In a gripping War Room segment on Monday, Ben Bergquam and Lieutenant Manuel Casas of La Joya, Texas, delivered a sobering update on America’s southern border—one that confirms the reversal of Biden-era lawlessness under President Donald Trump’s renewed leadership. Steve Bannon framed the interview and made clear that the battle for America’s future is being fought not just at the border but in cities across the country where the effects of open-border policies have exploded into full-blown crises.
Steve Bannon hammered home the urgency of prioritizing domestic battles over foreign distractions, declaring:
"You don’t have to go to Tehran—we’ve got enough war right here in L.A., Chicago, and New York City.”
Bannon opened by hailing Bergquam’s unmatched on-the-ground reporting, from the perilous Darién Gap to the cartel-dominated corridors of northern Mexico.

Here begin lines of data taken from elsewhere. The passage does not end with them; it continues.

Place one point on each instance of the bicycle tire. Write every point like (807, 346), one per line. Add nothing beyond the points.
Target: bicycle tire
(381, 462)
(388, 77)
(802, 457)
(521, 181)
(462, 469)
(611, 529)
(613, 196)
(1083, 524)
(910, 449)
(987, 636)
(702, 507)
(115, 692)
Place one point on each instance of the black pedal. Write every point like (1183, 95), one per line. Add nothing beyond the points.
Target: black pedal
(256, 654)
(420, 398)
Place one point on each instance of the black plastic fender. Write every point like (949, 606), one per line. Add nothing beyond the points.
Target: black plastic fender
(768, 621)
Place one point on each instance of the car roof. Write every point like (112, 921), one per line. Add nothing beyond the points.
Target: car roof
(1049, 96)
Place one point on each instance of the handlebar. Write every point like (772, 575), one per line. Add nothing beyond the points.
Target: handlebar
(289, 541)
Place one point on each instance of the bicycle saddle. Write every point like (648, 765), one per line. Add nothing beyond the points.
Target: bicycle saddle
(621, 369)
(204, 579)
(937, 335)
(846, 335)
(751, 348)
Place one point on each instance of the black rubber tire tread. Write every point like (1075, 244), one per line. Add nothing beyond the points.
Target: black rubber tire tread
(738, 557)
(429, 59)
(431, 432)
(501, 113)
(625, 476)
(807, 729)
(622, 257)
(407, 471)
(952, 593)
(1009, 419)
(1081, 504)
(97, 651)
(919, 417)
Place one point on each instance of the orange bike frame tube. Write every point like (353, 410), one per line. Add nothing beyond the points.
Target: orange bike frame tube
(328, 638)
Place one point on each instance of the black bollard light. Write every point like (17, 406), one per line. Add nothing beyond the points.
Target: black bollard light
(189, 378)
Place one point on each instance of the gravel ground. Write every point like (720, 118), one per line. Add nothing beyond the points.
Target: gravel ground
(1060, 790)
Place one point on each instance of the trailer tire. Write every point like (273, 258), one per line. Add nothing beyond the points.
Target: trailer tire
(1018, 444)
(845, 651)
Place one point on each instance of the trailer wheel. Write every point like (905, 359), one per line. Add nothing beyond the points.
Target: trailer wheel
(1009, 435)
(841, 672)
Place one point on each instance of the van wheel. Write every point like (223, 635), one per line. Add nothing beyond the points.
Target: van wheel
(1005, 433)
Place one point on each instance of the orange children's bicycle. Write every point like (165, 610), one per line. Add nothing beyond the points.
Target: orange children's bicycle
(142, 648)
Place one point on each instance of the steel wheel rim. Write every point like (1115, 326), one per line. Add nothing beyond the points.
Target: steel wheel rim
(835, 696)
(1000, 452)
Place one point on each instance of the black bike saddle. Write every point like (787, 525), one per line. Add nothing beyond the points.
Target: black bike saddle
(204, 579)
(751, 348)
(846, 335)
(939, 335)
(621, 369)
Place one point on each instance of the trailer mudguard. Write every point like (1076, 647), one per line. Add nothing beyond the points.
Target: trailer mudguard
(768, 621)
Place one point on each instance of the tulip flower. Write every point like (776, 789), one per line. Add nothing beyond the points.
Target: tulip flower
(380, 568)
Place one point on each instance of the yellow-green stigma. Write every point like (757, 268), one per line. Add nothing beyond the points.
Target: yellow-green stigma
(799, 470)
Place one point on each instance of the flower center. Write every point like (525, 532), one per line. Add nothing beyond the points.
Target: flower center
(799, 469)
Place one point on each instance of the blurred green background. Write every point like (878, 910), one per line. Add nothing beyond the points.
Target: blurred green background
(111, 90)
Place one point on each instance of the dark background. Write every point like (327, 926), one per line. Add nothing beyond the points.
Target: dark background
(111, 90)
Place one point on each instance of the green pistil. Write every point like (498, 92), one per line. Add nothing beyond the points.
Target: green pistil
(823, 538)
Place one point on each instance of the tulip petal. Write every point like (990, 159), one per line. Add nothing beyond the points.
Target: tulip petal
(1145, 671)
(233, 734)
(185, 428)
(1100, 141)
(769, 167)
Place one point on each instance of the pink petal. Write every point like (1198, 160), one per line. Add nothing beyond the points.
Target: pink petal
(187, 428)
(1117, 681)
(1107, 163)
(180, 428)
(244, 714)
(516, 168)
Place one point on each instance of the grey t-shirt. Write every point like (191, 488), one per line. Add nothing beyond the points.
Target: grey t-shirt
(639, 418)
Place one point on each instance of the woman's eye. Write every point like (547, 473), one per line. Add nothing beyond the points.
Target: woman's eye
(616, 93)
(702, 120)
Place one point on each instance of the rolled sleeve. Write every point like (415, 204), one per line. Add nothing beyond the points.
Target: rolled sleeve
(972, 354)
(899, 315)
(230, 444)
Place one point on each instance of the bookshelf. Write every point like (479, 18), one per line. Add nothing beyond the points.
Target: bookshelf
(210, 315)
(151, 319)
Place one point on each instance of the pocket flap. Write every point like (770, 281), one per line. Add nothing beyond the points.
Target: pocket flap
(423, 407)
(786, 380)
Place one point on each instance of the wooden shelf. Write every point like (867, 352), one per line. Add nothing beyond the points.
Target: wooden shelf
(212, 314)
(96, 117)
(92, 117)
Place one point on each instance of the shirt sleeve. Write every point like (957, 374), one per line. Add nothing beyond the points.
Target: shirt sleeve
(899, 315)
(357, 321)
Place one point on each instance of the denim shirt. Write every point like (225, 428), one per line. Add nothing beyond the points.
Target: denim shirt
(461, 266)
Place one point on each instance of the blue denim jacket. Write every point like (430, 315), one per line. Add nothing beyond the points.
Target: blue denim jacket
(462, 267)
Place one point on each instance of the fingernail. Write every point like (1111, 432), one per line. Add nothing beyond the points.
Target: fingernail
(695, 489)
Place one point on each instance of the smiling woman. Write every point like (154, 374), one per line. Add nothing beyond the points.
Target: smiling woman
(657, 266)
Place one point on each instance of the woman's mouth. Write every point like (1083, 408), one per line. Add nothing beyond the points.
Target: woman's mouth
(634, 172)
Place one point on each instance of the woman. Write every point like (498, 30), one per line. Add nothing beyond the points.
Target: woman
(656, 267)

He credited Bergquam with waking up the nation to a reality long ignored: "every town is a border town, and every state is a border state.” His tireless coverage, Bannon noted, helped catalyze the movement that brought Trump back to the White House.
Lieutenant Casas spoke firsthand about how life in South Texas has changed since President Trump’s return. Under the Biden regime, he said, La Joya endured a "mass invasion” of illegal immigrants. Local officers were inundated, residents lived in fear, and cartel influence reached deep into American soil. "We were pulled away from chasing real criminals,” Casas said, explaining how their work shifted from fighting crime to managing chaos.
Now, with Trump back in office and the border sealed in his first 60 days, the change is like "night and day.” Border Patrol is finally operating like a law enforcement agency again—not an "Uber service for the cartels,” as Bergquam described it. ICE is active, deportations are up, and U.S. citizens—especially working-class Hispanics—are reclaiming job markets previously overrun by undocumented labor.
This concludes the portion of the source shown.